Based on a novel by Antonio di Benedetto, which I own but have not read, Zama is a slippery film: half allegory, half deadpan comedy, half realist fever dream. Giménez Cacho drifts through the film to the sounds of mid-century Brazilian guitar duo Los Indios Tabajaras (whose “Always In My Heart” you can also hear in Wong Kar-wai’s Days of Being Wild, a very different kind of film about a very different kind of jungle, that nonetheless shares Zama’s sense of aimless alienation). His Zama never seems to understand what is happening to him or why, he’s only apparently motivated by the desire to leave, or, alternately, the lust for women (only to be satisfied, if at all, off-screen). He is a magistrate, but from what we see not a very good one. He attempts to romance a fellow official’s wife, but is endlessly rebuffed. He tries to defend the young girls at his inn from a thief who may not have been uninvited. Time passes by while his entreaties to the governor for a transfer are endlessly delayed. Martel gives us no real markers for the passage of time, outside of Giménez Cacho’s physical deterioration. His physical state matches that of his surroundings: out of favor with the government he is evicted, and holed up in a hovel (that may be haunted) he contracts a fever. Or maybe he’s had it all along, or maybe he hasn’t ever really been there: he seems to have an extraordinary talent for not being noticed—even the servants can’t seem to remember his name.

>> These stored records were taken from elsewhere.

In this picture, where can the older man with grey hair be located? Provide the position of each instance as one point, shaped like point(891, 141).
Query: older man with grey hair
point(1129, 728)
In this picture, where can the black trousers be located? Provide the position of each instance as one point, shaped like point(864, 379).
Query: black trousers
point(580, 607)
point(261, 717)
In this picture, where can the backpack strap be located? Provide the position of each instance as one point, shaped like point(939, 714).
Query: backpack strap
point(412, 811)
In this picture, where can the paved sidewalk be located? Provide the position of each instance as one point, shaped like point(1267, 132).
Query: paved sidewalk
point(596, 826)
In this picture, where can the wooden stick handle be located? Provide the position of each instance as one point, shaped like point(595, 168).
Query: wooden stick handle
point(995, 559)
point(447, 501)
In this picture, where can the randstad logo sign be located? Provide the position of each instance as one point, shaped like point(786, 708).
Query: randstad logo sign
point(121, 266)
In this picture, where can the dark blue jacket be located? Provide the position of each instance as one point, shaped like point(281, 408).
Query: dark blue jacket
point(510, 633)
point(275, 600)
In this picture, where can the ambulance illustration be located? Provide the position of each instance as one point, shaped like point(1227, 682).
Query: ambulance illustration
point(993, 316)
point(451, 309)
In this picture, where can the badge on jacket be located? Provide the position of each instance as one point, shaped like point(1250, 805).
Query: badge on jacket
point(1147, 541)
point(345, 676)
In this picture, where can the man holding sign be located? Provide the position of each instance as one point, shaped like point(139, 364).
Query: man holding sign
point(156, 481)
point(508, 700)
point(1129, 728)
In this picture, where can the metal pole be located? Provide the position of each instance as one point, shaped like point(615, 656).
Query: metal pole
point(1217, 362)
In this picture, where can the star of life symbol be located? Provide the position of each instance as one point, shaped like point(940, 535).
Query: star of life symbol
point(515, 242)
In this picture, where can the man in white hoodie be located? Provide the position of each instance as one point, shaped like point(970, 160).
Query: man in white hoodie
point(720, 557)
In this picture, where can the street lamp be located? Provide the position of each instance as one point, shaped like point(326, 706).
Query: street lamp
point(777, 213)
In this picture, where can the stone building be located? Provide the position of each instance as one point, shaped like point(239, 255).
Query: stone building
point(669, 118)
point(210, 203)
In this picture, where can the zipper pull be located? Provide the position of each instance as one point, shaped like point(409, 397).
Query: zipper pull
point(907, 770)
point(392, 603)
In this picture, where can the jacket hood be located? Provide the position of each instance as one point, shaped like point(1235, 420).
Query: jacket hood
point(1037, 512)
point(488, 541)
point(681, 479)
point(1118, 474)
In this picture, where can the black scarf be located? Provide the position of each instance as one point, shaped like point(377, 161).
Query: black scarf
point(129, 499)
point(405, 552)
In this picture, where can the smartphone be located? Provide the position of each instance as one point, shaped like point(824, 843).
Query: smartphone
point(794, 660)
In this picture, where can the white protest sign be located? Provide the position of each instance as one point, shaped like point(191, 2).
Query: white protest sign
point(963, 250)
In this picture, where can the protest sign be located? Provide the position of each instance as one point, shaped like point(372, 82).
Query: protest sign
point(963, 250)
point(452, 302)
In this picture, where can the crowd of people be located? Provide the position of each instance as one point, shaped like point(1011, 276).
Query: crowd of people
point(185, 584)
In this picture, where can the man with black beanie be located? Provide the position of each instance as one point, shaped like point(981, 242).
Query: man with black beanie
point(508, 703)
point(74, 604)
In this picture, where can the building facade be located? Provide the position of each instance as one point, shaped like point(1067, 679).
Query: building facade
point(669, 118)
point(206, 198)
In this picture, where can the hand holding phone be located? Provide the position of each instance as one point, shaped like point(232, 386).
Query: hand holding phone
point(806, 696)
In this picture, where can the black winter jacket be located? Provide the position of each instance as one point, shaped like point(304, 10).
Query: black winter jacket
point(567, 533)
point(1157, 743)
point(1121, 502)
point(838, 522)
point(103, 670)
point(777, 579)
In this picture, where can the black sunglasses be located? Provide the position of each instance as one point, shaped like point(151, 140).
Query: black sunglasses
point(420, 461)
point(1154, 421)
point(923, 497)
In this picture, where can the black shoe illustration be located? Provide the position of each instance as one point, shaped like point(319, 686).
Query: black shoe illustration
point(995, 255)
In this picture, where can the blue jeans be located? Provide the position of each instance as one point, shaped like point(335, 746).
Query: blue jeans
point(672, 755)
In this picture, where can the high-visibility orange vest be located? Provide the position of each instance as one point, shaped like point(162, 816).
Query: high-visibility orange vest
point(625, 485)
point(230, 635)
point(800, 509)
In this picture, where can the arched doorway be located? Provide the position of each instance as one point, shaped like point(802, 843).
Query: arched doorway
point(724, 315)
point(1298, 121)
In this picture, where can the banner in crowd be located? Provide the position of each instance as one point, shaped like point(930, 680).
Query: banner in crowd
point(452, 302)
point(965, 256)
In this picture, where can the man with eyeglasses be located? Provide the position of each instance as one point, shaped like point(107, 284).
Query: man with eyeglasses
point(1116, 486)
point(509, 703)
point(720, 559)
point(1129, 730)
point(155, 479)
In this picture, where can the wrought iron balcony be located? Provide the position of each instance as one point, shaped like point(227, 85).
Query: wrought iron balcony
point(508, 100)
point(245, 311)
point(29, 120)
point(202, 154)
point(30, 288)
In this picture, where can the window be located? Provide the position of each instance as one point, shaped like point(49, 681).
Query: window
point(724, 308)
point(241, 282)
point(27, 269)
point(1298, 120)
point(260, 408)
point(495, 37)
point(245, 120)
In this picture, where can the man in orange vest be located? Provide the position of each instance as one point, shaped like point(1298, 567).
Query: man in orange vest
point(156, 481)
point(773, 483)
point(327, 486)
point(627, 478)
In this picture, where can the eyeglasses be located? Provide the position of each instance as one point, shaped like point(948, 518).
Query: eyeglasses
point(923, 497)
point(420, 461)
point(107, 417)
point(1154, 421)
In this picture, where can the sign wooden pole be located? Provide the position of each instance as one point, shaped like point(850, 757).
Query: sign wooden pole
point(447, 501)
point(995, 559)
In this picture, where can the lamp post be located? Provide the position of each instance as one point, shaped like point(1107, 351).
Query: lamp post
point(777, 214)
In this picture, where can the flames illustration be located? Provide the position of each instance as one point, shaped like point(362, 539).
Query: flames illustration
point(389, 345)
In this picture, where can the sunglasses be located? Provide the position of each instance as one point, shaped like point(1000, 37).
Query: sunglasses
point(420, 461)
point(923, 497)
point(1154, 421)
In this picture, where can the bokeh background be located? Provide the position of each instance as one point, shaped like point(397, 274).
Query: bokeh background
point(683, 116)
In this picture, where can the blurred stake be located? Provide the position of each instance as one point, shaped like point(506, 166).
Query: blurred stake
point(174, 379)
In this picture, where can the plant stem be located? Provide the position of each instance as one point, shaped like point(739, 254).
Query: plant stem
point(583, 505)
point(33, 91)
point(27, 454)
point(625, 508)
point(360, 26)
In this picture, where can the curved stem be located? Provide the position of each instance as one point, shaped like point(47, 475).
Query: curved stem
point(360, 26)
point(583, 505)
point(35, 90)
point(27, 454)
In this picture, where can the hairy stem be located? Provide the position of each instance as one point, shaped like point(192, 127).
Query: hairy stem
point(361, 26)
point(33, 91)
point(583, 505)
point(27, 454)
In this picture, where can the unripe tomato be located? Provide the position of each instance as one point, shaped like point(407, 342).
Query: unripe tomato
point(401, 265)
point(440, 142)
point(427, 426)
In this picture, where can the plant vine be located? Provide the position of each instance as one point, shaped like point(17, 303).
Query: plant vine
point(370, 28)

Eventually, Zama makes it out of town, but not in the direction he’d hoped to be going. He joins a party searching for the notorious fugitive Vicuña Porto, a man held responsible for pretty much every crime in the area, fictional or not. The name has followed Zama from the beginning, not unlike the llama that stalks behind him during a meeting with the governor, the sounds and images of wildlife ever-present, even in the heart of the colonial community. On their journey, the men, of course, run afoul of the native population, who act mysteriously (one group wears masks, the other paints themselves orange and forcibly paint the Spaniards as well), but not with any kind of special hostility. Throughout the film, the natives, free and enslaved, linger in the background, as workers and servants, eying the colonists but rarely interacting with them. They are, like the environment itself, the force of otherness that torments Zama just as much as the other colonists. There’s no escape into nature for him, nor to the city. No chance for assimilation, either among the Spanish, or among the natives. He is doomed to in-betweenness: neither European nor America, urban or rural, civilized or wild, alive or dead.